他沉默地接过钥匙,平静地说了声“谢谢”,起身准备去办出院手续时,一张移民表格掉了出来。
沈诺柠捡起来,蹙眉问:“这是什么?你要移民?”
裴砚泽拿回手上,撒谎道:“是我朋友放在我这里的,我正要拿去给他。”
沈诺柠稍微安心了一些。她沉默片刻,打量着裴砚泽近来有些憔悴的模样,轻声说:“你生日当天我就会出院了,到了那天,我会为你庆祝生日,砚泽,你先回家里等我,好吗?”
裴砚泽心头一震,他刚要开口,靳骁的声音在走廊里响起:“诺柠,我特意为你买了你喜欢吃的慕斯蛋糕......”
听见靳骁的声音,沈诺柠立刻走出裴砚泽的病房,两个人亲昵的对话内容飘进裴砚泽耳中。
裴砚泽心中冷笑一声,他独自收拾好东西准备出院。
可刚走出病房,他就被人拖进了走廊的卫生间里。
裴砚泽惊慌地抬起头,只见靳骁站在他面前,冷笑道:“诺柠刚刚从你病房里出来,你该不会是想要破坏赌约,输了却还打算黏着她吧?”

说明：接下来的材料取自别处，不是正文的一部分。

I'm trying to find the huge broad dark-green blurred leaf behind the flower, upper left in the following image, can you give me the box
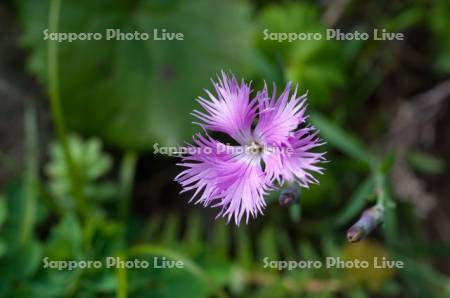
[17,0,252,150]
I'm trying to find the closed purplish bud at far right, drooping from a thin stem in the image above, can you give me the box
[347,205,384,242]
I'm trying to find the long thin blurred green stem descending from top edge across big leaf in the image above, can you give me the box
[47,0,88,218]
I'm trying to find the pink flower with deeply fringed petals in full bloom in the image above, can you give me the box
[175,72,324,225]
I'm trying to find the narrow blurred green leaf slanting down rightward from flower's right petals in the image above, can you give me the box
[311,113,374,165]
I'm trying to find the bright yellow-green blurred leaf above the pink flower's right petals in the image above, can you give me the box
[258,3,346,106]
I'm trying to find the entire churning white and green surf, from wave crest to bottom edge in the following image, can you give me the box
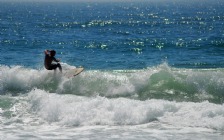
[0,64,224,140]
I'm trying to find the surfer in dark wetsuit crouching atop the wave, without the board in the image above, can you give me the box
[44,50,62,72]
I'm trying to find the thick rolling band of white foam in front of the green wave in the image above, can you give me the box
[29,89,224,131]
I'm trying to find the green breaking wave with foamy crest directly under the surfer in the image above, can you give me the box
[0,63,224,104]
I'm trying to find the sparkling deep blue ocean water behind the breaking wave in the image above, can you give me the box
[0,1,224,69]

裴砚泽愤恨地瞪着他:“我没有,我既然答应你会离开她,就不会反悔。”
靳骁沉下脸,“那就离她远一点,不要总在她的身边出现。”
裴砚泽懒得和靳骁理论,他挣扎着要推开身边的人,手肘却不小心撞击到了靳骁的下巴。
靳骁来了火气,当即命令抓着裴砚泽的人:“揍他一顿,再把他给我按到便池里!”
那些人先是用力踢打了裴砚泽一番,然后又抓着他的头往便池里按。
靳骁还一次又一次的冲水,裴砚泽死咬着牙才能避免喝进厕所水。
这期间,那些人抓起裴砚泽喘了口气,很快又把他按进去。
裴砚泽清清楚楚地在心里数了次数,一共19次,靳骁要人把他的头按进便池里19次!
就好像在讽刺他诱惑沈诺柠失败的次数一样。
直到厕所的门被打开,沈诺柠看到眼前的一幕,她惊讶地睁圆了眼睛:“你们在干什么?”
靳骁立刻抓起全身是水的裴砚泽,假意为他擦拭身上的脏污,他笑着和沈诺柠解释道:“砚泽的手机掉进便池了,他非要钻进去找,我怎么劝他也不听,你们说是不是?”